While that sounds good in theory, the lack of mission critical APIs can still prevent projects from making it to step 2. Which is where the Windows Compatibility Pack for .NET Core comes into play. Encompassing 20,000 APIs, this collection of NuGet packages intends to address the outstanding library needs for web app developers.

The newly ported APIs are roughly divided into two categories: Windows-only and cross platform. The Windows-only APIs include:

  • Active directory
  • Cryptography
  • Event logs and performance counters
  • File system security
  • Named pipes
  • Registry Access
  • Windows Services

For the most part these are deeply linked to the Windows operating system, with the Linux equivalents are often fundamentally different in design.

The cross-platform libraries include:

  • Caching
  • ConfigurationManager (i.e. processing legacy app.config/web.config files)
  • DatasetExtensions (used for database access without an ORM)
  • ODBC database access
  • System.Configuration.ConfigurationManager (MEF v1)
  • System.Drawing
  • System.IO.Packaging (used for interacting with MS Office style Zip files)
  • System.ServiceModel (i.e.
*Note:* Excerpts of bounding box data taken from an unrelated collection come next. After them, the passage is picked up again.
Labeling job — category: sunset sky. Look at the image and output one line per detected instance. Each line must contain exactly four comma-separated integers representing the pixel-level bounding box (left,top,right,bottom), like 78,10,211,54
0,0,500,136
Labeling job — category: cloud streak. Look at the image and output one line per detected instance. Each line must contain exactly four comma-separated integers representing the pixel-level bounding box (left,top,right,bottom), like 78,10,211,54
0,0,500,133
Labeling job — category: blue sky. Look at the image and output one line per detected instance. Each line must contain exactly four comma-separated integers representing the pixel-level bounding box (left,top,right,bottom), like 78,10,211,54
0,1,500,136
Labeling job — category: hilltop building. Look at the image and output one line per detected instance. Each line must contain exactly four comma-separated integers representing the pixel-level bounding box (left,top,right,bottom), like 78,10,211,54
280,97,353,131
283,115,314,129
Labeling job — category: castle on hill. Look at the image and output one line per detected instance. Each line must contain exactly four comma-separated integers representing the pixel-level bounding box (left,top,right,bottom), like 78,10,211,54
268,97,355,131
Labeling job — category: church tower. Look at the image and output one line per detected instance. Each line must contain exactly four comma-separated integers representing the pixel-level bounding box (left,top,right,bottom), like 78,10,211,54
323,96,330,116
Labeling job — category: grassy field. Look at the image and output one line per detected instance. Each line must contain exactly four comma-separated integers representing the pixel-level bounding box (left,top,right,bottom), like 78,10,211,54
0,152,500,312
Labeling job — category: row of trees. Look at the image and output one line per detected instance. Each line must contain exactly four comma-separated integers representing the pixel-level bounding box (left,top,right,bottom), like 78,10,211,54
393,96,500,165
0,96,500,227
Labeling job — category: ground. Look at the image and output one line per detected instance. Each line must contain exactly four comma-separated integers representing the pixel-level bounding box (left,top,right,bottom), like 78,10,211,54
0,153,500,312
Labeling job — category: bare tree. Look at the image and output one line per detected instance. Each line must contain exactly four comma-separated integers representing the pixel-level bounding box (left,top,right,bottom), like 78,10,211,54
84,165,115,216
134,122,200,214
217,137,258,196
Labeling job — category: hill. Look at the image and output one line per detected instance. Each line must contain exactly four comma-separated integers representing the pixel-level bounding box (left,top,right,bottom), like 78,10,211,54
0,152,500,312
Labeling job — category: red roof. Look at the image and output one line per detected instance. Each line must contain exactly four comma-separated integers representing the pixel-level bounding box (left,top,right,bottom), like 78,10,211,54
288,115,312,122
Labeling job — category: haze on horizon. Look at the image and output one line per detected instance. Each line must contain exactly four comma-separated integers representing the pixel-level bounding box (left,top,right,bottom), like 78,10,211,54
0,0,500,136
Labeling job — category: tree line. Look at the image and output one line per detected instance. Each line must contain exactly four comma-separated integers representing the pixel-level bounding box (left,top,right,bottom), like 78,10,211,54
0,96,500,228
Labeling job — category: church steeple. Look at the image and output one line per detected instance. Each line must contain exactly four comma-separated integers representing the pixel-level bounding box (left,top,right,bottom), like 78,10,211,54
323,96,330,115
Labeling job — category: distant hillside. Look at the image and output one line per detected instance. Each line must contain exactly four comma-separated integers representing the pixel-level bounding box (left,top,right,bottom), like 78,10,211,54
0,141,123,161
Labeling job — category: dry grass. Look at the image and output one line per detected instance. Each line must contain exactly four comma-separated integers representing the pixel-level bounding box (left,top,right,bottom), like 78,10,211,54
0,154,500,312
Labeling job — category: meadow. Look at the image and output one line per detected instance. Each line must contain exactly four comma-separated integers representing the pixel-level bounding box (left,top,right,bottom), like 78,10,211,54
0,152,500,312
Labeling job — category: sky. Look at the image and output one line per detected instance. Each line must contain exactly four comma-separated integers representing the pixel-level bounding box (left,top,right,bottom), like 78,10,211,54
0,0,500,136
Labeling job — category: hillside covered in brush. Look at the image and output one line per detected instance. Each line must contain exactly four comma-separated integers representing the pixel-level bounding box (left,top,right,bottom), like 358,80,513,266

WCF)

It should be noted that these APIs are being intentionally omitted from the full .NET Core distribution. Immo Landwerth of Microsoft explains,

The reason it’s a separate package is because (1) many of the APIs are provided for compatibility reasons only. New code shouldn’t depend on them (2) many of the APIs are Windows-only. We don’t want to lead you down a path that makes a cross-platform evolution of your app harder.

In order to make it easier to distinguish between Windows-only and cross-platform APIs, an API compatibility analyzer can be used to flag APIs that applications should no longer rely on.

You have the same suppression options as with deprecated APIs but you also have the option to suppress warnings for specific platforms. This is useful if you’re only planning to support your code on a specific subset of platforms (e.g. only Windows and Linux, but not macOS). To do so, you just need to edit your project file and add a property PlatformCompatIgnore that lists all platforms to be ignored.